James Matthew Barrie (1860-1937), the beloved Scottish playwright who created one of literature's iconic characters, Peter Pan, formed an unlikely friendship with Arthur Conan Doyle that survived many years and vast differences between two of the most popular writers of their time.
Conan Doyle was a sportsman. Fond of skiing, he has been credited with introducing that vigorous activity to Switzerland. An aficianado of pugilism, he was praised for his skills as a boxer and wrote two books with boxing themes: Rodney Stone (1896), which focused on bare-knuckle fighting during the Regency era, and The Croxley Master: A Great Tale of the Prize Ring (1907), about a boxing medical student. Famously, Conan Doyle was asked to referee the racially charged Jack Johnson-Jim Jeffries heavyweight championship fight in 1910. Johnson, the new champion, was an arrogant black man, so Jeffries, the old former champion, was called out of retirement in the interest of white supremacy. Conan Doyle declined the offer, stating that it was more likely to foster bigotry than combat it.
Barrie, on the other hand, stopped growing when he was still quite small (5'3" according to his passport), was extremely introverted, and though he was married, his relationship was apparently uncomssumated. "Boys can't love," he explained to his wife.

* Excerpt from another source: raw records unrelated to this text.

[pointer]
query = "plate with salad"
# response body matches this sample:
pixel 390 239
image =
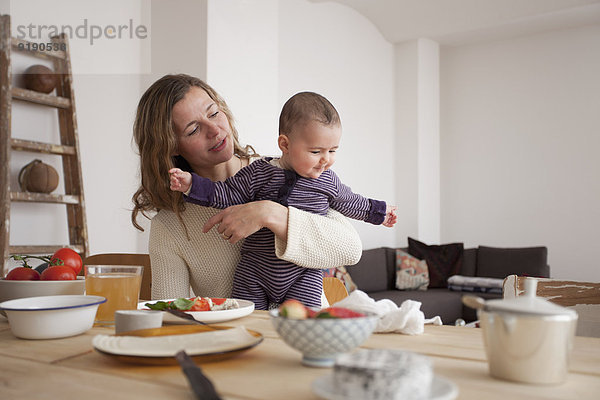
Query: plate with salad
pixel 203 309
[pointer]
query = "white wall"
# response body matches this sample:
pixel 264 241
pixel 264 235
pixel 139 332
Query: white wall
pixel 520 139
pixel 417 113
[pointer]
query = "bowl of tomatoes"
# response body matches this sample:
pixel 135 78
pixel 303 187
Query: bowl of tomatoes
pixel 57 275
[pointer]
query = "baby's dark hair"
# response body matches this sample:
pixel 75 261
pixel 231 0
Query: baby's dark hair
pixel 304 107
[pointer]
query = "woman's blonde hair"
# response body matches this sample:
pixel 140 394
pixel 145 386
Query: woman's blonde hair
pixel 156 141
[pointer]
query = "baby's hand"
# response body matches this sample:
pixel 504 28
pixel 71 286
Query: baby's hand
pixel 390 216
pixel 180 180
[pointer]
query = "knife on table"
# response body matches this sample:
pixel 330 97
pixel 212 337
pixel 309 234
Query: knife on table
pixel 201 385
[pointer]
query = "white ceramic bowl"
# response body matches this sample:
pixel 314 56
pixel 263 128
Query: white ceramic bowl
pixel 320 340
pixel 51 317
pixel 10 290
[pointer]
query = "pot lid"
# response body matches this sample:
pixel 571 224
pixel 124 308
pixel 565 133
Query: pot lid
pixel 528 303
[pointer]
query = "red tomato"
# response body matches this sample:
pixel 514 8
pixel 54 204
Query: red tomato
pixel 200 305
pixel 23 274
pixel 59 273
pixel 69 257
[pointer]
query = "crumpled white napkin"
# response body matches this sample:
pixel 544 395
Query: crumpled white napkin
pixel 407 319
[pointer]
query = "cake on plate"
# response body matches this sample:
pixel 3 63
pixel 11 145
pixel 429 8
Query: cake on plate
pixel 381 374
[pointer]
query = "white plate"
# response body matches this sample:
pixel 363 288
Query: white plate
pixel 441 389
pixel 157 346
pixel 210 317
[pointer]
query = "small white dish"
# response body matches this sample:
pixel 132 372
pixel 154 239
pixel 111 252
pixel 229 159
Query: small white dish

Nonetheless, Barrie and his friends, Jerome K. Jerome, Conan Doyle, P.G. Wodehouse, and others, founded a cricket club, called Allahakbarries. Conan Doyle was the only member who could actually play cricket.
- from Otto Penzler's introduction to J.M Barrie's Sherlock Holmes pastiche, "The Late Sherlock Holmes", in The Big Book of Sherlock Holmes Stories.